You already have everything you need to shoot amazing close-up images. All you have to do is take the lens off your camera and shoot through it the wrong way round. This ‘reversing’ technique is the perfect introduction to macro, as it’s free. But while it will work with any lens, there are a few things that’ll help you get the best results.
The most important thing is to take care of your lens when holding it the wrong way round – you don’t want to scratch the elements. Once you’ve tried the technique, it’s a good idea to use an older 50mm prime lens – it doesn’t matter if it’s for a different camera type and has the wrong mount, as you’ll be shooting through it backwards. Holding the lens in place isn’t the most elegant solution, so a reversing ring to attach it is a smart option that frees up your hands.
Another reason to use an old lens is it’s likely to have a physical aperture ring that you can rotate to let more or less light through.
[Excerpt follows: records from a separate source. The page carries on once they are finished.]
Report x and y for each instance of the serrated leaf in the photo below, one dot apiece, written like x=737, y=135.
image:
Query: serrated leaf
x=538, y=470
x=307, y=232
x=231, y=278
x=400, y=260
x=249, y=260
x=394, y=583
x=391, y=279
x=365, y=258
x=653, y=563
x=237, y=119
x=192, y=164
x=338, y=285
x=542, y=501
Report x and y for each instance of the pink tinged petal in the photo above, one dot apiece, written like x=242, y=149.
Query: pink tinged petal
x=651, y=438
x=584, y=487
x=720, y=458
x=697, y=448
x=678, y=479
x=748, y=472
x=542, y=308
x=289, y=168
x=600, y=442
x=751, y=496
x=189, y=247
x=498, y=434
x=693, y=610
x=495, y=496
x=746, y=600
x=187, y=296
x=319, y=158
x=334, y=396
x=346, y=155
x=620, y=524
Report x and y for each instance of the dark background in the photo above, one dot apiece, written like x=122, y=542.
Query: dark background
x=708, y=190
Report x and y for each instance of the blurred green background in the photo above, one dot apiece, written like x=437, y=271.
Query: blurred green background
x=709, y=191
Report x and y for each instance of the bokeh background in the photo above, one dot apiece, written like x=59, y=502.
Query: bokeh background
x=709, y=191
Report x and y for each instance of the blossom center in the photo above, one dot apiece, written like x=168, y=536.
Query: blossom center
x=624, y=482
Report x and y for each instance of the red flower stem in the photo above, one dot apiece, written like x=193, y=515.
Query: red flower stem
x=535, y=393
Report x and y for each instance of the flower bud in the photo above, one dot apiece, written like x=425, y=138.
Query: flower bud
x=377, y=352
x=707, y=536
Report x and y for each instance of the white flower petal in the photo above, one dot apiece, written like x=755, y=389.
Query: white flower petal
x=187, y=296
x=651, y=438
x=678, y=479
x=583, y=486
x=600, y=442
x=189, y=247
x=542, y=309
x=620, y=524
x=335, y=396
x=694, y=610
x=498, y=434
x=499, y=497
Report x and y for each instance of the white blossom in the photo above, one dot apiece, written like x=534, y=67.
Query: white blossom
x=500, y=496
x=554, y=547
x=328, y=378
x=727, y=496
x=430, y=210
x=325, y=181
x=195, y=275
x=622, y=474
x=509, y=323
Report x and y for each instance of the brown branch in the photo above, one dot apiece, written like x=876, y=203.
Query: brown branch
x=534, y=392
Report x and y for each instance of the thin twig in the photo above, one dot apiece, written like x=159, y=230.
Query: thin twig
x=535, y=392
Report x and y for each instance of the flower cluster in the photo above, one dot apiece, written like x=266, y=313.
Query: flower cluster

Modern lenses open or close their apertures automatically when removed from the camera, so using a manual lenses give much more control.
- Set up your background
Have a rummage in your garden for a slow moving insect you can use as your subject. Ladybirds are a great option because they’re vibrant and easy to shoot. When you’ve found one, gently move it onto a clean leaf. For a zingy shot, place a sheet of coloured paper behind it. We chose a bright blue sheet of card to give the impression of a perfect sky on a summer’s day.
- Add some tiny water droplets
Water droplets bejewel macro shots and look fantastic under a macro lens. But, for a tiny subject you need tiny droplets – those from a standard spray are too large. Atomising sprays such as those on perfume bottles release a fine mist ideal for macro droplets. Empty atomisers can be picked up at online auction sites for just a few pounds. Fill one up with ordinary tap water so you don’t harm your critter and gently give it a few sprays.
- Use a reflector for extra light
To inject some attractive catchlights in the water drops, use the white or silver side of a reflector to bounce extra light onto your subject. This will improve the look of the shot and help you shoot at faster shutter speeds. If you don’t have a reflector you can easily make your own very cheaply. See page 50 for the full details. Once you’ve found the best angle to bounce the light, you can prop it in place to free up your hands.
- Take the pic
Mount your lens in reverse and put your DSLR into its Manual mode. Set the ISO to Auto and select a shutter speed of 1/100sec. You’ll be able to see your depth-of=field when looking through the viewfinder, so turn the aperture ring until you have the level of sharpness you like. To focus, put your eye to the viewfinder and rock the camera and lens combination back and forth until your subject is sharp – when it is take the shot and check the exposure and sharpness on your LCD screen.